By Omar Bihmidine
By Omar Bihmidine
Morocco World News
Sidi Ifni, November 30, 2012
Not long ago, a virtual friend of mine shared, on Facebook, a caricature mocking bearded Muslim men and their black-dressed wives. The caricature was about a bearded man who asked a male doctor not to touch his wife and intervened to help the doctor check his wife’s chest with a stethoscope. In the process, the bearded man put the stethoscope on his wife’s chest while the doctor is sitting next to them, listening to the heart beats and averting his glance from the wife. Here, the bottom line is that the caricature made a clear mockery of the “don’t touch my wife” attitude that many bearded, Muslim men have adopted.
Despite the fact that I personally disagree with the “don’t touch my wife” attitude when a doctor is needed to perform a diagnosis on Muslim women, I went on to comment on the caricature, arguing that we may not like the way others think or behave, but we must defend to death their right to think or behave in the way they like.

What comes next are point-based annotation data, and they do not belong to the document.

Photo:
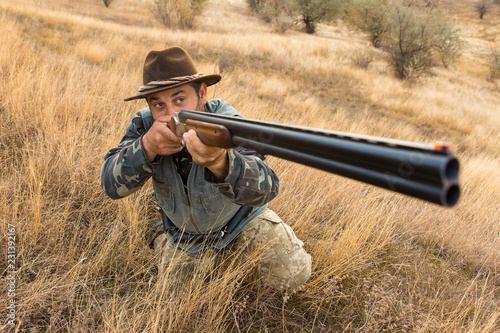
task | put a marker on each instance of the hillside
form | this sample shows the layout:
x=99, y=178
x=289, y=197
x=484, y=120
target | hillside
x=381, y=261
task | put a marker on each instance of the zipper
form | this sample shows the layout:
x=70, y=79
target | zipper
x=190, y=213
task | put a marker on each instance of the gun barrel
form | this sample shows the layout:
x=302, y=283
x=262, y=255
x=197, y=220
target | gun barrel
x=410, y=168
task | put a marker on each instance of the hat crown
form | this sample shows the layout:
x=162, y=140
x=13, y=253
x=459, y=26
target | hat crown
x=167, y=64
x=168, y=69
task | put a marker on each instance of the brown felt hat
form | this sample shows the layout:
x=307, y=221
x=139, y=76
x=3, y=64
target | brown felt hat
x=168, y=69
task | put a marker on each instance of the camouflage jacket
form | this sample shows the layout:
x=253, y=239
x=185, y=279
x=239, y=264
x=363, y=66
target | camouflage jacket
x=206, y=204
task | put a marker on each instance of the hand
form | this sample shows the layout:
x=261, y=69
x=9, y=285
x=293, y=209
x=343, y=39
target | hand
x=213, y=158
x=160, y=140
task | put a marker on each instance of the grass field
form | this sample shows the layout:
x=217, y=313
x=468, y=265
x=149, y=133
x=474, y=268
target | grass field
x=381, y=261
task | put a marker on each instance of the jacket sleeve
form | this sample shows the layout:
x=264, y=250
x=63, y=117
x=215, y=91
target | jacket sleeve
x=125, y=167
x=250, y=182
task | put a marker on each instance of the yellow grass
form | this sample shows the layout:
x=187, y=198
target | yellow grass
x=381, y=261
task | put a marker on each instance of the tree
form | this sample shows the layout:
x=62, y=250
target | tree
x=178, y=13
x=483, y=7
x=312, y=12
x=417, y=36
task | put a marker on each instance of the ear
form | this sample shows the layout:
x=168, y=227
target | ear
x=203, y=93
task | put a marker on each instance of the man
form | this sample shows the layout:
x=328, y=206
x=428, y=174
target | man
x=200, y=189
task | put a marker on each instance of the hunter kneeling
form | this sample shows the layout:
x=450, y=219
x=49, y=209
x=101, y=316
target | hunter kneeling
x=211, y=199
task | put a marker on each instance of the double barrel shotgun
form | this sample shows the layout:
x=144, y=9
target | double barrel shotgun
x=428, y=172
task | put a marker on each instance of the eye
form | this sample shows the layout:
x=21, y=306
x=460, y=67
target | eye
x=179, y=100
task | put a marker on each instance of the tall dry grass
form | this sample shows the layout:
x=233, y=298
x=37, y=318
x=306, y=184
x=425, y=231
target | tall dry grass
x=381, y=261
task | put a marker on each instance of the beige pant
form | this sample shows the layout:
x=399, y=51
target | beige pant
x=267, y=246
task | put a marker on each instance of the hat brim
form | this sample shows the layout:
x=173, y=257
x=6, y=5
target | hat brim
x=209, y=80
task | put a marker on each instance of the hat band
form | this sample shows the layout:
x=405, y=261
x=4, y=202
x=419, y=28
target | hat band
x=174, y=80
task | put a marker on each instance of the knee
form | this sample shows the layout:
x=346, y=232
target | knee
x=290, y=274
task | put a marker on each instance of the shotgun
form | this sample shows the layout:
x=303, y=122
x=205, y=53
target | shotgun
x=428, y=172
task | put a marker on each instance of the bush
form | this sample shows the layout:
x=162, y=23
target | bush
x=178, y=13
x=494, y=64
x=370, y=16
x=312, y=12
x=482, y=7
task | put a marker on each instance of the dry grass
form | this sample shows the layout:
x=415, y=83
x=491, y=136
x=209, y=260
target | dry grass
x=381, y=261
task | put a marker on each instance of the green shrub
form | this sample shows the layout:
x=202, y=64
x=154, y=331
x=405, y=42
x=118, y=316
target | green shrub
x=179, y=14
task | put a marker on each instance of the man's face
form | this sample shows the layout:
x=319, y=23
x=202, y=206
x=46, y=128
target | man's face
x=168, y=102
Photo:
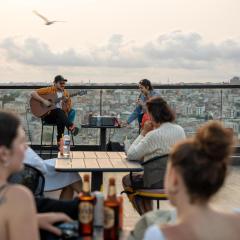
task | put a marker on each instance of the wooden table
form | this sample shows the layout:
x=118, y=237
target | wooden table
x=96, y=163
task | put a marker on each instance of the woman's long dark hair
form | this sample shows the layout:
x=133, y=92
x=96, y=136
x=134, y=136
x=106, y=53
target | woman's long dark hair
x=9, y=124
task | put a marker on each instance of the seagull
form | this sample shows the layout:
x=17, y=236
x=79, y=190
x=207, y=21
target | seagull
x=47, y=22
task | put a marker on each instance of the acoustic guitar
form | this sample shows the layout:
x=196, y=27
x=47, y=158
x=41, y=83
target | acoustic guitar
x=39, y=109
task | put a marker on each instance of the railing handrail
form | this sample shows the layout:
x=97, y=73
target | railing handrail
x=126, y=86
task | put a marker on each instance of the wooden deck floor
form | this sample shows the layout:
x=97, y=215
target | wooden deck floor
x=227, y=199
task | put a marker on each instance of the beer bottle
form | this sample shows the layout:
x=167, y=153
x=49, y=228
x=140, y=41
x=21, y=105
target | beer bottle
x=86, y=209
x=111, y=213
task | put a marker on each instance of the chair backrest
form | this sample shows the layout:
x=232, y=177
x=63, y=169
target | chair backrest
x=154, y=171
x=31, y=178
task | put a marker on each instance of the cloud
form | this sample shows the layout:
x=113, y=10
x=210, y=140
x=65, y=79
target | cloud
x=175, y=50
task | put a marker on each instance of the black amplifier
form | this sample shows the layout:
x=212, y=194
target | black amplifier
x=102, y=121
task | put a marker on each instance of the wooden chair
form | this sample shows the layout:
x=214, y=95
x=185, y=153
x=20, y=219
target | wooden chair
x=31, y=178
x=154, y=171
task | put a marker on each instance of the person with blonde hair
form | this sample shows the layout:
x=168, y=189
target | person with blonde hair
x=196, y=170
x=19, y=219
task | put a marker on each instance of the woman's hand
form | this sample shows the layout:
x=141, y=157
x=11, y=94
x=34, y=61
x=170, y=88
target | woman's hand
x=140, y=102
x=148, y=126
x=46, y=221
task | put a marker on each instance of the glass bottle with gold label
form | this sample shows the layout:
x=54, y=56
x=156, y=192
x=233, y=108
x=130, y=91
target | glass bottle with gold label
x=86, y=209
x=111, y=213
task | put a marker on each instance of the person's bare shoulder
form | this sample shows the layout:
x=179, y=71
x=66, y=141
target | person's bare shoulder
x=18, y=194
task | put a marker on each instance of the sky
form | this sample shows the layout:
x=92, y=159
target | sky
x=120, y=41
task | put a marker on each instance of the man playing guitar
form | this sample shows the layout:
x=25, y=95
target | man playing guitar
x=63, y=114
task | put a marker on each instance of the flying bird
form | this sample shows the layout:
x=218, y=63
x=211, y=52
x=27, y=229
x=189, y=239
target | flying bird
x=47, y=22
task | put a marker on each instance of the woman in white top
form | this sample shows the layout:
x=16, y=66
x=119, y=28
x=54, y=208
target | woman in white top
x=19, y=219
x=196, y=171
x=156, y=139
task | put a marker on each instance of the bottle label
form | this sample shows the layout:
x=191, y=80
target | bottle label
x=109, y=217
x=85, y=212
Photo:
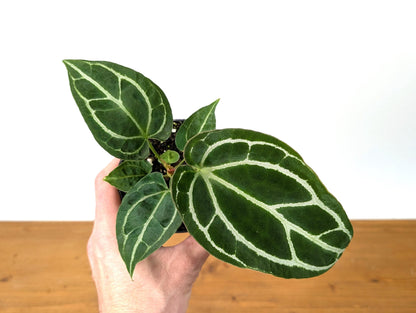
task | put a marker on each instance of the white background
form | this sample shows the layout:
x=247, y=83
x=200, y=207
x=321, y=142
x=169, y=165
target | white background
x=335, y=81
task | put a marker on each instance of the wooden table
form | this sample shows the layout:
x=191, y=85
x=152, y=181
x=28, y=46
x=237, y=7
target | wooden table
x=44, y=268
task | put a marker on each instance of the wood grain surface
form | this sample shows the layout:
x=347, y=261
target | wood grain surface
x=44, y=268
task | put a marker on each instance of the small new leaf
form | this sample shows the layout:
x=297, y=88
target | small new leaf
x=201, y=120
x=128, y=173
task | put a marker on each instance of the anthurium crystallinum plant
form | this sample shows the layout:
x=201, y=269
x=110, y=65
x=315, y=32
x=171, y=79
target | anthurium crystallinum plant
x=248, y=198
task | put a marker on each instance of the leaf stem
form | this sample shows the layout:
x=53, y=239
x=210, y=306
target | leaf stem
x=167, y=166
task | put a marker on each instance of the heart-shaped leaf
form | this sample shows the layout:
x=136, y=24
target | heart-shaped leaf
x=146, y=219
x=250, y=200
x=201, y=120
x=121, y=107
x=128, y=173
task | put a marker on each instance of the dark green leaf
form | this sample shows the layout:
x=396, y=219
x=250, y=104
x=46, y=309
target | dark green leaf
x=170, y=156
x=250, y=200
x=201, y=120
x=147, y=217
x=121, y=107
x=128, y=173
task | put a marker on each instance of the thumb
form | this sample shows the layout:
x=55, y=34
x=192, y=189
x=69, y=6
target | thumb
x=107, y=198
x=195, y=252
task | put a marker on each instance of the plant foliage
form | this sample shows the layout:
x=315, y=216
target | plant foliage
x=246, y=197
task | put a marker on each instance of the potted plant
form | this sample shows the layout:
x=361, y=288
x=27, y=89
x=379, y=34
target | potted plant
x=248, y=198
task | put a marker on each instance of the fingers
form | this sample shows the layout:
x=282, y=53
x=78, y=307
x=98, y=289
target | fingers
x=107, y=199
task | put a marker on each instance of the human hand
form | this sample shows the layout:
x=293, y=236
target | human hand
x=161, y=283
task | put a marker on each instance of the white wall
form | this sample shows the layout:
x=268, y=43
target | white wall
x=335, y=81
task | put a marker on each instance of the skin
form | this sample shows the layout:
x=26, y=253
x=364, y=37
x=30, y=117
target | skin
x=161, y=283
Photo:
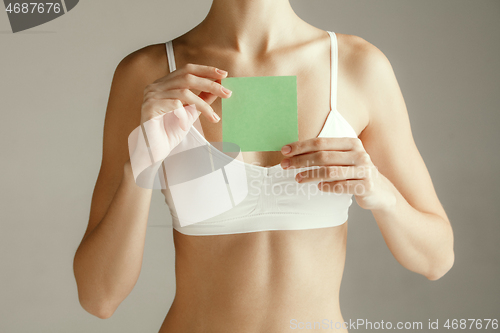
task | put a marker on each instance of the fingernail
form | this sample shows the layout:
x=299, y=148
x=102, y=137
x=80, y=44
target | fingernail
x=225, y=90
x=220, y=71
x=286, y=149
x=216, y=116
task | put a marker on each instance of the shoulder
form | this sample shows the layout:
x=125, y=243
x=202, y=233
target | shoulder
x=365, y=62
x=144, y=65
x=369, y=71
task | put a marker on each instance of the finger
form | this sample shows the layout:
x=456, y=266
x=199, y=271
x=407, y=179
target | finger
x=356, y=187
x=208, y=97
x=320, y=158
x=331, y=173
x=188, y=97
x=318, y=144
x=189, y=79
x=182, y=115
x=205, y=71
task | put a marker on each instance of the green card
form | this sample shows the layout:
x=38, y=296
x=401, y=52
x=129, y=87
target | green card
x=261, y=114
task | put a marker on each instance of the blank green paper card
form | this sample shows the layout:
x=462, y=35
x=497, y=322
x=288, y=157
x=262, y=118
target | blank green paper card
x=261, y=114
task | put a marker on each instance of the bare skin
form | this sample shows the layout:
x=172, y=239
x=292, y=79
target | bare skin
x=258, y=282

Nowadays, it is a pity that some intellectuals spread such hatred-causing caricatures, forgetting the apocryphal quote often attributed to the French philosopher Voltaire, “I may disagree with what you say, but I will defend to death your right to say it.” In this regard, the intellectuals who are supposed to evince mutual respect and tolerance are the ones who write denigrating articles and draw caricatures on this hot issue.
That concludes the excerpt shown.